Train the endpoint reader on clean text only, so it learns where a normal prompt’s residual lands. Then score a live activation by how far it sits from that clean destination: because the reader only ever saw well-behaved prompts, a successful jailbreak, whose true endpoint is off that manifold, leaves a large reconstruction residual. That signal separates successful jailbreaks2 from refused ones at ~0.93 stratified AUC essentially from the first layers, with no labelled jailbreak examples. The Mahalanobis-to-clean-manifold baseline is near chance until the back half of the network and only crosses the same 0.85 bar around layer 14. The two peaks are comparable (~0.95 either way), so the advantage is timing, not ceiling: a usable signal layers earlier, early enough to abort generation before the harmful span is produced.

Unsupervised jailbreak-success detector fires ~14 layers earlier than Mahalanobis.
Family-stratified jailbreak-success AUC. The endpoint residual (blue) is informative from the first layers; Mahalanobis (violet) is near chance through the early and middle layers and only reaches AUC 0.85 around layer 14. The peaks are comparable (~0.95 either way); the win is far earlier warning, on 600 prompts with no labelled positives.

What we showed

Conclusion. Read a transformer in endpoint coordinates (where the computation is heading, not just where it is) and a decision is often legible earlier than the output reveals it. That single move powers both results here: the refusal gap and the early jailbreak alarm. Take the asterisks seriously, a supervised reader against an untrained lens, a layer-0 jailbreak signal that is partly lexical, and a hybrid model only partly described by the softmax-attention cartoon, and the effects are more modest than any one-liner.

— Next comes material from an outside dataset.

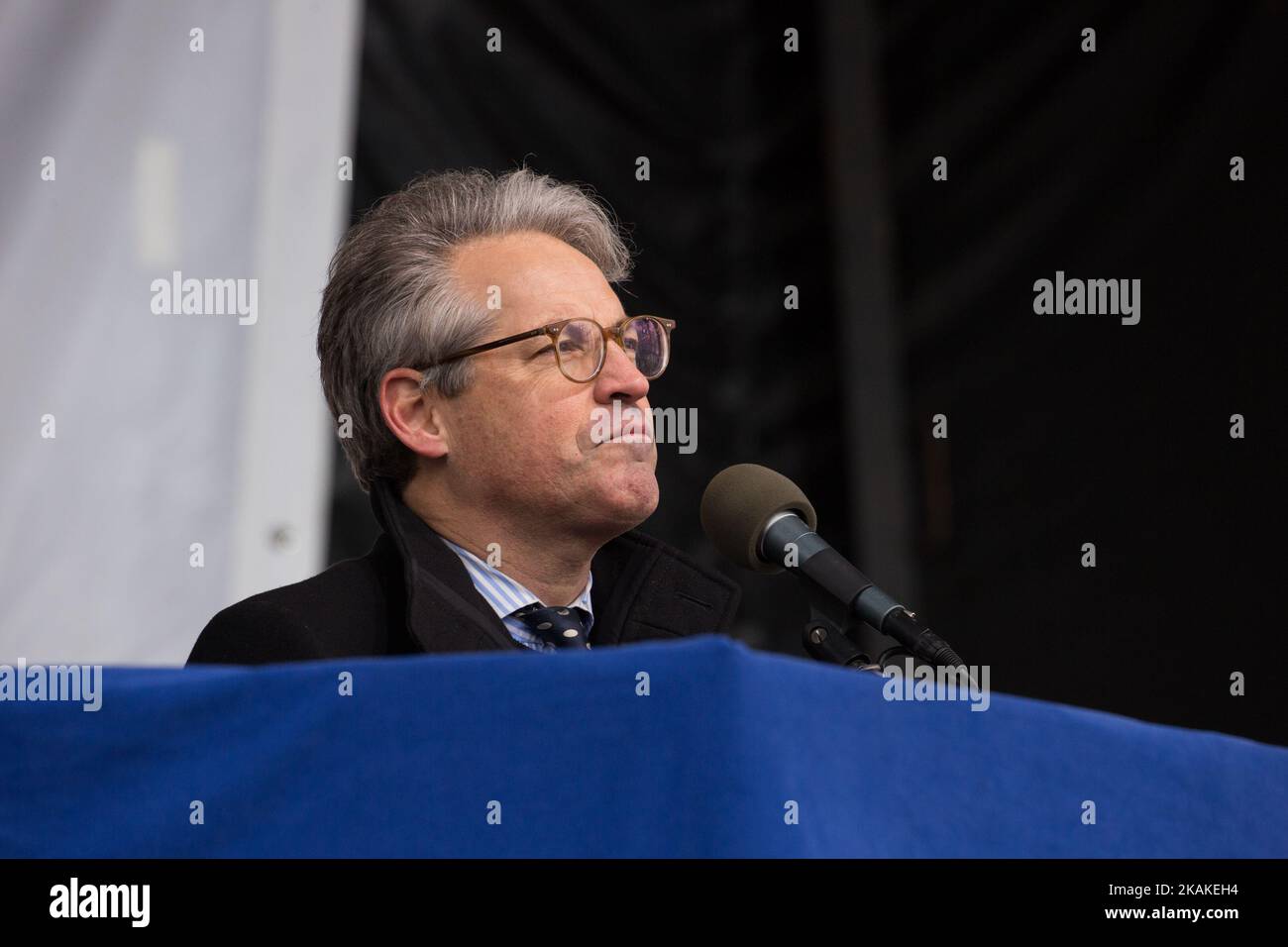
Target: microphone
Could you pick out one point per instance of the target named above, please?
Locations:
(761, 521)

But the direction, recoverable before readable, is real and early enough to act on, whether to audit a decision or to stop it.

Notes & related work

  1. nostalgebraist, “Interpreting GPT: the Logit Lens,” 2020.
  2. Chao et al., “JailbreakBench,” 2024.
  3. Meng et al., “Locating and Editing Factual Associations in GPT” (ROME), NeurIPS 2022.
  4. Belrose et al., “Eliciting Latent Predictions from Transformers with the Tuned Lens,” 2023.